The shock of this simple statement froze me. The quiet innuendo made the old memories burn again. I could quote Jake West chapter and verse on crooked harness drivers. He hated the whole world of cheap, sly touts and connivers. He had tangled with the czars of “the fix” in his early years as a driver. And Jake West had won the battle. The gambling set avoided him over the great span of years when I knew him intimately. In my adolescent eyes my uncle became the symbol of everything pure and honest. Yet in this exchange with MacGruder, something was happening to the image of Jake West. Slowly, slowly, he was sinking into a mysterious pit of his own creation. Was it possible that he needed money? He was one of the biggest winners in the past few years. Where had he spent his earnings? A woman? An unknown business?
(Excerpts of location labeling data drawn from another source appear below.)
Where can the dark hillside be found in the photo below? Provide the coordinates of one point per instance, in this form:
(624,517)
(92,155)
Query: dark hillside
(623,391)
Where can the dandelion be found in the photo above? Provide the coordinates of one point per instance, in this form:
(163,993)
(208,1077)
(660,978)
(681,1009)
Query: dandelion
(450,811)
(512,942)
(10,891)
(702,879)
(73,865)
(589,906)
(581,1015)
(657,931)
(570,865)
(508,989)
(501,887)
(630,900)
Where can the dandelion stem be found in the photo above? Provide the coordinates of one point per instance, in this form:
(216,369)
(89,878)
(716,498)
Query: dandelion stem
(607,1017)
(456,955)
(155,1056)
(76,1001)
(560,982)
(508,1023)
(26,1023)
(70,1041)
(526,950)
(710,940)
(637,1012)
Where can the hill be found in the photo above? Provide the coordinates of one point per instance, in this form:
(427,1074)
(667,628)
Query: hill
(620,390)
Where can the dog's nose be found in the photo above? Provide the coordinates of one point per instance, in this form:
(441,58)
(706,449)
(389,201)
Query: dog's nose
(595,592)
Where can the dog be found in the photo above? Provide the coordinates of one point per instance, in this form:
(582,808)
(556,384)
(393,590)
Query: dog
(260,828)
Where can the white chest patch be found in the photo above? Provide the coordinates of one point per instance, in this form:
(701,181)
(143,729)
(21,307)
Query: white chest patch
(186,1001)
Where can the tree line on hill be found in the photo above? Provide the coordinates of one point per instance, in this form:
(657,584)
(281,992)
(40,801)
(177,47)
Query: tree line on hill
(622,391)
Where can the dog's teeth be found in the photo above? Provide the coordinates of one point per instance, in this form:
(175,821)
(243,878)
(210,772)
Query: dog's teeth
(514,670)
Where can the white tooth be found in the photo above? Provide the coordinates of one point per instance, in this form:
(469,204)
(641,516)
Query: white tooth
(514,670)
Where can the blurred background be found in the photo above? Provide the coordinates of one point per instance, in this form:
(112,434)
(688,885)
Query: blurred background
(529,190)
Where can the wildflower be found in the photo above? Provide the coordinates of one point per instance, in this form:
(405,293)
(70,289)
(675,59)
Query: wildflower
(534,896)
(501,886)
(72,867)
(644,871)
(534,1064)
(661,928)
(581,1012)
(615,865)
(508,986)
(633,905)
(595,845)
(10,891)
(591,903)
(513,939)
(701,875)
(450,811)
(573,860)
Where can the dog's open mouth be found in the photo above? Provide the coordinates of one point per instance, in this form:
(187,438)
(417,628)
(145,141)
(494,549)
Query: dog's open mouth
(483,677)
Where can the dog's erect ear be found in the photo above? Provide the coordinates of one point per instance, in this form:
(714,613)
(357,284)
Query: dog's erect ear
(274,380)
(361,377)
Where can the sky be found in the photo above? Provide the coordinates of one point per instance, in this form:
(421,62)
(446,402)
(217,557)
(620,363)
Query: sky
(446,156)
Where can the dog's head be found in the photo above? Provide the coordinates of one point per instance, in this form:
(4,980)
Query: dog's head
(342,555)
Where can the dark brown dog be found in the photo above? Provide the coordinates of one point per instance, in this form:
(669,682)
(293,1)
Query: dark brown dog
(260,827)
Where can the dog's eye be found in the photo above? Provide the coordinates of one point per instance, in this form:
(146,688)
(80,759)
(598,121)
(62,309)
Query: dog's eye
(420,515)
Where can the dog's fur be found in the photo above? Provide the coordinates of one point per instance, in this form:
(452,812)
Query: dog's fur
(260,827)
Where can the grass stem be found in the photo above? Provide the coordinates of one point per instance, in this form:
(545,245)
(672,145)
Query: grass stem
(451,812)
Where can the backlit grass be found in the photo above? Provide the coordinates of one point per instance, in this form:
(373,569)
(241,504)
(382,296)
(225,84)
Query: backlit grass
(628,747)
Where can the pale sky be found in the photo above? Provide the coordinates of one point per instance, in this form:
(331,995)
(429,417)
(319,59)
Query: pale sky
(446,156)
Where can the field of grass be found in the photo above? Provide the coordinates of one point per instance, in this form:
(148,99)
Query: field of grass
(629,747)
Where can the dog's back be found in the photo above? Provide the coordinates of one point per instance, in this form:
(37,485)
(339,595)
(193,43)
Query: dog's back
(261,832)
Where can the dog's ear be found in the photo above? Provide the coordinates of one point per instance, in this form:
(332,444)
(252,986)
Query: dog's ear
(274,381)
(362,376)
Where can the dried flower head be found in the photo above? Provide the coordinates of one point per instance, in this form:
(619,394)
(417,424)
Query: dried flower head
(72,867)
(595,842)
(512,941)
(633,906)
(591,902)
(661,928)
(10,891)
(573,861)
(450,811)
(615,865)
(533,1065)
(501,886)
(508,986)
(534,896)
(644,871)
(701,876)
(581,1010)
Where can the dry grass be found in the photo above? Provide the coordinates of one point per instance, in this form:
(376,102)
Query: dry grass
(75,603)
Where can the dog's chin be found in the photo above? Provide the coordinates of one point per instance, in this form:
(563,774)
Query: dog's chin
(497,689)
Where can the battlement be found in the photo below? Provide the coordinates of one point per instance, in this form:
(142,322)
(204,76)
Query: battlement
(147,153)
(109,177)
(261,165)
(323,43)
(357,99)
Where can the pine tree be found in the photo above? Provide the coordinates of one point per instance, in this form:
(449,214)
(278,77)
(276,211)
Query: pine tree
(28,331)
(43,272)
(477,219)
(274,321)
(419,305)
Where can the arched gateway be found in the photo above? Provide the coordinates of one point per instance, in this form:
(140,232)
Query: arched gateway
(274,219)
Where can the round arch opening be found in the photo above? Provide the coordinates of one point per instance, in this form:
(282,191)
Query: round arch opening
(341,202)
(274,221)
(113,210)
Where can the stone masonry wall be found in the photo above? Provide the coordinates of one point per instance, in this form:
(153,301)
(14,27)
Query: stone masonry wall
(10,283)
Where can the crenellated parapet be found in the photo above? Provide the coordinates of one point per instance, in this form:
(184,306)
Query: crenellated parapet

“Broke or rich,” I said, “I’ll make book on Jake West’s honesty.”
“You could be right.”
“I’m right.”
“Yet,” said MacGruder, “you admit knowing nothing at all of his private life.”
“I’m beginning to think I knew my uncle only casually,” I admitted. “If at all.”
“You can’t think of any enemies?’ MacGruder smiled at his cliché question, aware of the flat and empty sound of it. “Kind of a stupid question, isn’t it? Yet, it’s in the book of rules. It’s a question that must be asked.”
“I never considered my uncle a man with serious enemies, Sam.”
“Everybody on earth manages a few. It’s a law of nature.”
“You’re right, of course,” I said. “I’m doing my best to jerk myself out of the state of mind of an adolescent, but it isn’t easy. Jake West was my idol. I saw him through the eyes of a kid, and wherever he went people loved him. They went out of their way to be nice to him.”
“That checks with the record,” MacGruder said. “But I’ve been doing some personal research on your uncle, Dave. You remember the Bannerman
case?”
“Never heard of it.”
“It might fit into your uncle’s life at a time when you weren’t with him. That would be about six years ago.”
“It figures. I was in the army.”
“The Bannerman case was well known in trotting circles,” MacGruder explained. “Bannerman was a good driver who went dirty. Overnight, he earned himself a lousy reputation because of a fixed race. Bannerman was kicked out of racing. And Bannerman thought your uncle was responsible for his downfall.”
“He was wrong?”
“Of course he was wrong. Jake West didn’t report him. Bannerman was fingered by a few inside men, track officials. The important thing is, however, that Bannerman threatened to kill Jake West at the time. He was convinced that Jake queered him.”
“What happened to Bannerman?”
“He went to pot. Never could get back into racing again.”
“Did he ever threaten Jake again?”
“That’s something we’ll never know,” said MacGruder, “until we pick up Bannerman.”
“You know where he is?”
“Haven’t the vaguest notion.” MacGruder paused to eye me speculatively. “Thought you might have discussed it with Jake at some time or other. Jake never mentioned Bannerman to you?”
“Never. Uncle Jake couldn’t have considered Bannerman a serious threat to his life. Jake West wasn’t afraid of anything or anybody.”
“Jake was hell-bent on keeping you pure,” MacGruder grinned. “He screened you from the seamy side of racing, all the way down the line. Jake had a flawless record, a reputation built of honesty and fair play. But, good Lord, Dave, he must have known a woman or two in his day. He was a good-looking man and could have had his pick of the female contingent. Yet, he seemed to live the life of a monk. Doesn’t make sense, does it?”
“Maybe he thought me too young to meet his girl friends,” I said.
“Even as late as this year?” MacGruder shook his head with a certain weariness. “No, Dave, I’m afraid you’re a bit off the track there. Neither of us can come to any conclusions. Not yet. Not until a lot more digging has been done. We’ve got to open up the hidden side of your uncle’s life and examine it carefully. It seems to me he might have moved among people you never knew. Certainly he must have been involved in something important, something big enough to keep his bank account drained. You were with him for quite a few years. Think back. Can’t you remember anybody who might have been real close to him?”